Understanding Comics by Scott McCloud
Just a few pages into McCloud's "Understanding Comics," I was intrigued by multiple concepts that served as lenses to see comics through a variety of different perspectives. The analytical approach towards deconstructing comics; as expected from McCloud's background which he mentions of in his TEDx Talk, brings the notions of the psyche and its functioning. All this, to get a better understanding the way we as humans interact with and perceive art and comics.

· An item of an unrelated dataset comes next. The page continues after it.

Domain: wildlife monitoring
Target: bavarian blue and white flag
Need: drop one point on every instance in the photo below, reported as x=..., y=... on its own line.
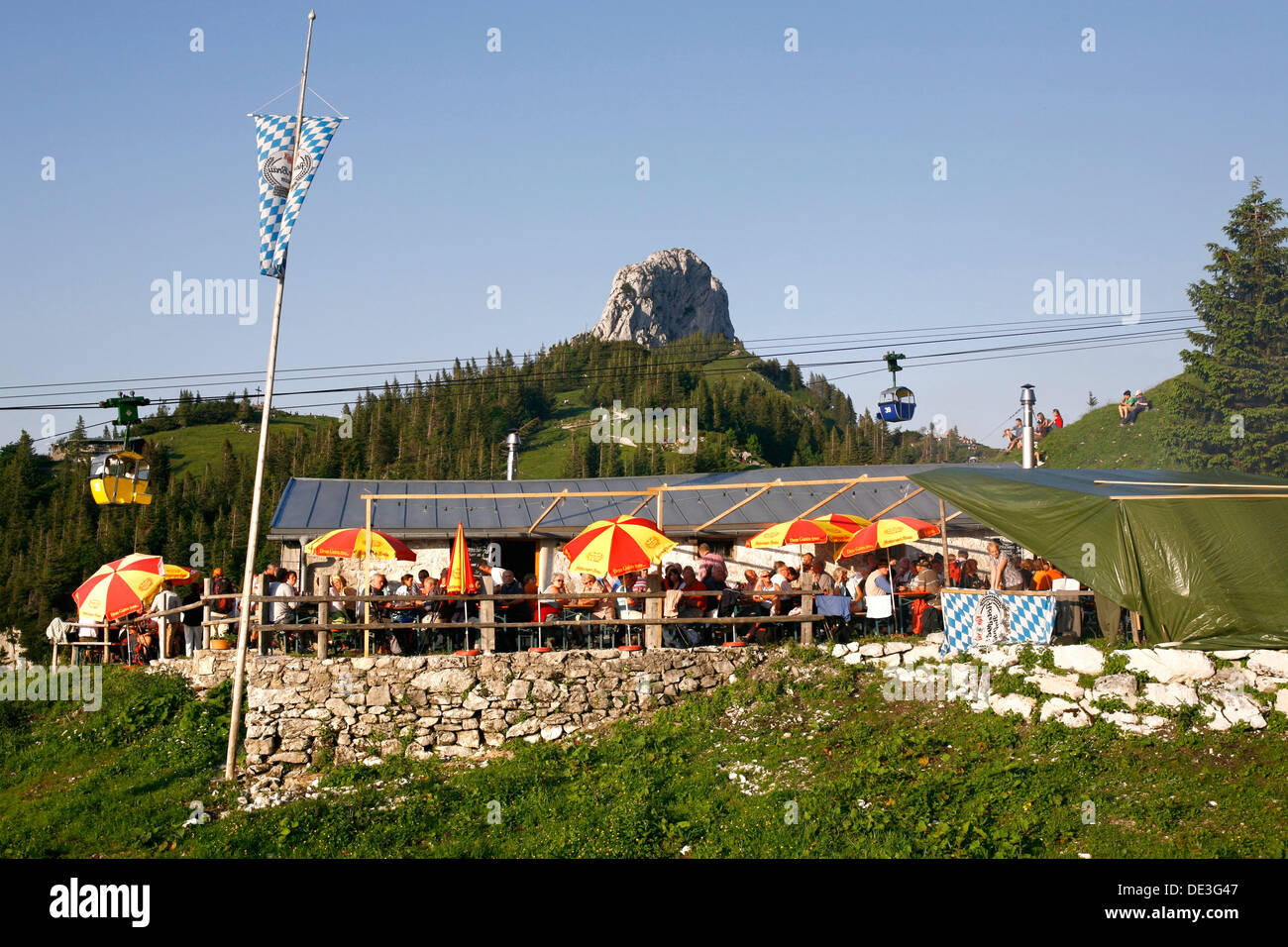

The compression of time through elements such as the Gutter and Transitions peaked my interest a lot. It reminded me of this neurological problem I had read of once in the Phantoms in the Brain by V.S. Ramachandran called 'motion blindness' or Akinetopsia, where victims are disabled from seeing fluid motion and instead see rigid frames a few varying seconds after each other. When paying attention to how time is perceived in the white space between comic panels we are able to get insight into our brain's functioning of understanding information that is being relayed to it. McCloud smoothly carries on this kind of inquisitive mind wandering into the concept of icons which commented on our neurological wiring- our inescapable tendency to recognize and see ourselves in everything. There is an apprehension of our brain- in a way, hallucinating our conscious reality. And how comics use this aspect of the human psyche to create visuals that allow readers to "be" and not just "see." Playing on the philosophy of extensions of identity, we are able to interact with comics and see reflections of selves in the form of archetypes.